Dans le cadre du projet d’accord sur la paix et la sécurité de la République démocratique du Congo, récemment précédé par une déclaration d’intention signée à Washington, il est essentiel de distinguer les intentions affichées des logiques réelles sous-jacentes. En effet, derrière le langage diplomatique de la stabilité et de la sécurité, se profile un important volet économique, qui semble orienté non pas vers un partenariat structurant, mais vers la mise en place de mécanismes d’investissement privé présentés sous couvert de philanthropie ou de développement.
Les annonces faites ne relèvent pas de financements publics mobilisés dans le cadre d’une coopération bilatérale classique d’État à État. Il s’agit principalement de capitaux privés, dont l’engagement n’est soumis ni à des obligations de résultats mesurables, ni à un encadrement institutionnel garantissant des retombées structurelles pour la RDC. Ce modèle d’intervention- fluide, déterritorialisé, orienté vers des intérêts immédiats et parfois opaques ne correspond pas aux besoins fondamentaux et urgents d’un pays en quête de reconstruction, de stabilité institutionnelle et de souveraineté économique.

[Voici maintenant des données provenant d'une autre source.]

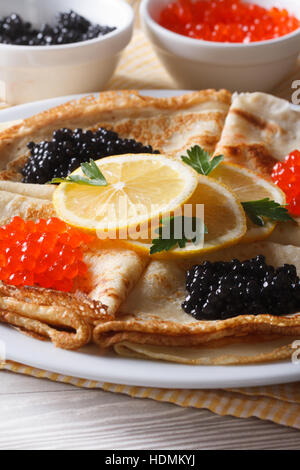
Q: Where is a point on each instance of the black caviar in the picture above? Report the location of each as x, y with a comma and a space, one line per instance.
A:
69, 148
221, 290
70, 27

Ce dont la RDC a besoin aujourd’hui, ce n’est pas d’un simple flux d’investissements étrangers dictés par les logiques du marché, mais d’un véritable partenariat de développement, politiquement assumé, économiquement structurant et historiquement porteur. À cet égard, l’expérience américaine de l’après-Seconde Guerre mondiale offre des références éclairantes. Le Plan Marshall, conçu pour la reconstruction de l’Europe, et le Plan Dodge, mis en œuvre pour redresser le Japon, constituent deux exemples emblématiques d’une coopération internationale fondée sur la reconstruction durable, l’encadrement stratégique et la responsabilisation mutuelle. Ces programmes n’étaient pas de simples donations ou des interventions caritatives : ils étaient des instruments de transformation systémique, portés par une vision politique et économique à long terme.
Transposé à la RDC, un modèle de ce type reposerait sur trois piliers fondamentaux :
- Une aide bilatérale d’État à État, solidement articulée autour d’un plan national de développement, élaboré en commun avec les institutions congolaises. Ce plan viserait des secteurs clés tels que : la modernisation des infrastructures de base (routes, ponts, aéroports, hôpitaux, universités), la réforme du système judiciaire, la professionnalisation des forces armées, le renforcement de l’administration publique et la mise en place de mécanismes de transfert technologique. L’appui américain se ferait dans un cadre contractuel transparent, avec des engagements de performance évalués par des instances de suivi bilatérales.
- Une implication encadrée du secteur privé américain, mais dans une logique d’investissement à long terme, compatible avec les objectifs de développement définis par le plan national. Les entreprises minières, par exemple, opéreraient sous un régime de concessions strictement encadrées. Elles s’engageraient à rembourser les montants investis par l’État américain dans le cadre du plan, et à redistribuer une partie des bénéfices à travers un mécanisme contrôlé par les deux États. Les équipements stratégiques nécessaires à l’industrialisation (machines agricoles, trains, turbines, navires) seraient produits aux États-Unis et livrés à la RDC dans une logique de circuit fermé, garantissant la traçabilité des flux et l’effet de levier sur les deux économies.
- La valorisation du secteur privé congolais, appelé à jouer un rôle de pivot dans la relance économique et la création d’emplois. Une agence conjointe RDC–USA, dotée d’un mandat clair, serait chargée de redistribuer les biens et services importés dans le cadre du programme aux entreprises locales (PME, coopératives, sociétés d’État), sur la base de critères transparents. Les revenus issus de ces opérations alimenteraient un fonds de contrepartie, destiné à financer les projets structurants dans les domaines de l’agriculture, de l’énergie, de l’éducation et de l’innovation.
Ce modèle alternatif, fondé sur la transparence, la réciprocité, la responsabilité partagée et l’ancrage local, se distingue radicalement des accords asymétriques actuellement proposés, dans lesquels des acteurs privés étrangers opèrent sans coordination stratégique avec l’État congolais, avec la bénédiction de certains décideurs mais sans bénéfice tangible pour les populations.
En somme, seule une approche systémique, planifiée, contractualisée et orientée vers l’intérêt général, peut offrir à la RDC une voie crédible vers une croissance inclusive, un développement durable et une souveraineté renforcée. Le moment est venu de dépasser les logiques extractivistes, de refuser les modèles de prédation sous habillage philanthropique, et de revendiquer une coopération digne, fondée sur des engagements clairs, des bénéfices mutuels et des résultats vérifiables. À l’image du Plan Marshall ou du Plan Dodge, la RDC mérite un véritable projet de reconstruction nationale, porté par une vision, un contrat et une volonté politique forte.